2007年02月25日(日) 『一匹の羊を求めて』

「ひとりの罪人が悔い改めるなら、悔い改める必要のない九十九人の正しい人にまさる喜びが天にあるのです。」 ルカ15:7

神様の愛、救い、恵み、天国を指し示すたとえ話が、いくつか聖書に書かれています。今日のテーマである99匹の羊と失われた1匹の羊のたとえ話も、そのうちの一つで、イエス様が語られたものの中でも有名なものでしょう。100匹の羊のうち、1匹がいなくなったら、「1匹くらいいいか」とは思わないで、その1匹のために命を投げ出しても捜し求めるのだと、良い羊飼いとはそういうものなのだと書かれています。

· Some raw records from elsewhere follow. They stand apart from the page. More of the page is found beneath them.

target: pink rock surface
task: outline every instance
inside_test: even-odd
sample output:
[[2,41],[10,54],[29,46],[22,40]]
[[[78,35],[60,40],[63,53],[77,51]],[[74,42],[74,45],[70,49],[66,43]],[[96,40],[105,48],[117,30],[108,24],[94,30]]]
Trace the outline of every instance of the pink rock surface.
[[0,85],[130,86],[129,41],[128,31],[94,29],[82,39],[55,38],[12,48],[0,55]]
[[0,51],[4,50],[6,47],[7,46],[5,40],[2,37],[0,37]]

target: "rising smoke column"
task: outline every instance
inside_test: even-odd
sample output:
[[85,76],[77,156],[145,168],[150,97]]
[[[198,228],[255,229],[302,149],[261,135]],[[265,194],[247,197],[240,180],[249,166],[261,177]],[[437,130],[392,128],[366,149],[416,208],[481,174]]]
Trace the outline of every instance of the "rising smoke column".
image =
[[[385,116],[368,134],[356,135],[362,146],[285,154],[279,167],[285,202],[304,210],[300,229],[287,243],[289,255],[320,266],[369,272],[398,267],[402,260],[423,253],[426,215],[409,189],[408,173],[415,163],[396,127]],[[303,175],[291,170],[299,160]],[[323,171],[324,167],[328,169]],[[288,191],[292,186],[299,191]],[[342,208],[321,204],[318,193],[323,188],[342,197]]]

聖書では、神様が羊飼い、人は羊として、度々語られています。羊は、実に弱い存在で、自分だけでは生きていけません。「Sheep」は複数形でも「s」を付けませんが、それは群れでいることが当たり前だからという説があります。他には「fish」もそうですね。なるほど、一匹狼ならぬ一匹羊っていうのは見たことがありません。ですが、人間は自分勝手に生きようと思えば、そうして生きることが可能です。羊とはだいぶ違うような感じもします。でも、羊飼いなる神様のもとを離れて生きることは、本当に生きているということになるのでしょうか? この地上の生涯はそれで何とかできたとしても、永遠の命を得ることはできません。そういう意味では、羊飼いなる神様から離れて、人は生きることは決して出来ないのです。神様から離れて生きる自分勝手な人間を、神様はとことん愛して、捜し求めておられると、聖書はそのように語っています。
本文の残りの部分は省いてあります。